In the first six months of the invite-only program, the site distributed $76,000 worth of bitcoin, with one participant receiving $2,000. Not surprisingly, Taringa! Creadores has had a strong effect on the site's growth while, according to Taringa!, keeping the quality of the content high.
One would imagine that any social network endorsed by the hacktivist collective Anonymous would have to be open-source, encrypted end-to-end, and fully dedicated to privacy. Minds is one such network.
But what really makes it interesting is its economic model. From the site: "You earn a digital currency of points for every vote, comment, upload and share which can be exchanged directly for views on your content. ... These points can either be exchanged with Minds or directly p2p with other users in exchange for shares." Of course, points can be purchased as well.
So what does this all tell us?
Much of what we find valuable on the web has been built on the backs of unpaid volunteers, such as Wikipedia editors or the moderators of your favorite subreddit. Others are willing, consciously or otherwise, to give away personal data in order to access a useful service like Facebook. The various species of a "third way" as described above show that it could be easy and mutually beneficial for Internet users to accept greater control over their digital lives and truly be economic partners in the platforms that their attention helps build. The frictionless nature of cryptocurrency payments makes this possible in ways that more intermediary-reliant methods simply cannot.

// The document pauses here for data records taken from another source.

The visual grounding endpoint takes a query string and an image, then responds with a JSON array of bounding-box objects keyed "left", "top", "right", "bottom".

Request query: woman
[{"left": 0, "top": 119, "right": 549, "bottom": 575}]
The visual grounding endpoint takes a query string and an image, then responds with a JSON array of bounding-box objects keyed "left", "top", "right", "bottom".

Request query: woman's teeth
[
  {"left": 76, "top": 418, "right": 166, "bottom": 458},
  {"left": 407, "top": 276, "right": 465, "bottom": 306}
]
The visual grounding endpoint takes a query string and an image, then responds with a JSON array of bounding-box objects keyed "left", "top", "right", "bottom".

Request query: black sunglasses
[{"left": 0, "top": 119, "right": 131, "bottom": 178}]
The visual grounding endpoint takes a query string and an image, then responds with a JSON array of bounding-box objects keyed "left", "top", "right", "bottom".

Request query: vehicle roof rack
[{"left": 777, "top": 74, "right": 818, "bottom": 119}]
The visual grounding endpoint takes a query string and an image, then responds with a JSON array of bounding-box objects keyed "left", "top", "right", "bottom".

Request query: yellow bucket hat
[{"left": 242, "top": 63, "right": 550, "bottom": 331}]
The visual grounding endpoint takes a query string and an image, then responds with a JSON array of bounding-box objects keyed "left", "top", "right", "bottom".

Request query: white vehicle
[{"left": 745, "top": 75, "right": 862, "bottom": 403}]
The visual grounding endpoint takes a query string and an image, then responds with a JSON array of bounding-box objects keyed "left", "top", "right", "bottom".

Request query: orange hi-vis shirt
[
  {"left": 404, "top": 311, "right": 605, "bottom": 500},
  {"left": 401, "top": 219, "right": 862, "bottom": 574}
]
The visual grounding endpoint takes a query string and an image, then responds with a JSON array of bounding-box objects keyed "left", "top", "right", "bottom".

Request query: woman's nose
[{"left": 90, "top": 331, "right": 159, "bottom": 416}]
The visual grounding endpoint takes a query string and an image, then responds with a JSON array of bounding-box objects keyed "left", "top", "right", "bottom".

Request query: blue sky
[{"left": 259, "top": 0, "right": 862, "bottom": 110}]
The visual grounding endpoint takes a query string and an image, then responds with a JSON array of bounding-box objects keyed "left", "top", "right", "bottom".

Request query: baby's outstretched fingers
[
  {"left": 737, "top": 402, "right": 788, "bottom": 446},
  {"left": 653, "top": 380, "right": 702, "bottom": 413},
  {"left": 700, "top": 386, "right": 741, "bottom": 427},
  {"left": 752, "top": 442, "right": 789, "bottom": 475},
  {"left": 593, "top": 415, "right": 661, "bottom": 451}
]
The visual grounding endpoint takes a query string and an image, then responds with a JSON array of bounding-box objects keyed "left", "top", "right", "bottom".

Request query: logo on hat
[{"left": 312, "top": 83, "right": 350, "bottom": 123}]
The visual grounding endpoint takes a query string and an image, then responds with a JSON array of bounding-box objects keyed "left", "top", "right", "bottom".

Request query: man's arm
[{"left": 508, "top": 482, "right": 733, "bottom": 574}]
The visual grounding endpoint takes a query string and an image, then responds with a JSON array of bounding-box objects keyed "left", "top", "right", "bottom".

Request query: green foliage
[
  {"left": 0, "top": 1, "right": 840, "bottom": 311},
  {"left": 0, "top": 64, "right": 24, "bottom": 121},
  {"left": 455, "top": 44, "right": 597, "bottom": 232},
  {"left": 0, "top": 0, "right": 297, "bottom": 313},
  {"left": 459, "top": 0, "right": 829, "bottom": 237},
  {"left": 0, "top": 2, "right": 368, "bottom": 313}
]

Also, in addition to earning one's access to a social media site via quality participation, Internet users might be able to supplement this personal fund by doing almost nothing at all. Innovations like the 21 computer might mean that media consumers might mine small amounts of their own bitcoin just to help support their media consumption habits, again, in a frictionless manner.
The mainstream media has certainly learned volumes from social media in terms of how people seek out and share information. This new class of social networks, if even modestly successful, could show them a thing or two about monetizing content as well.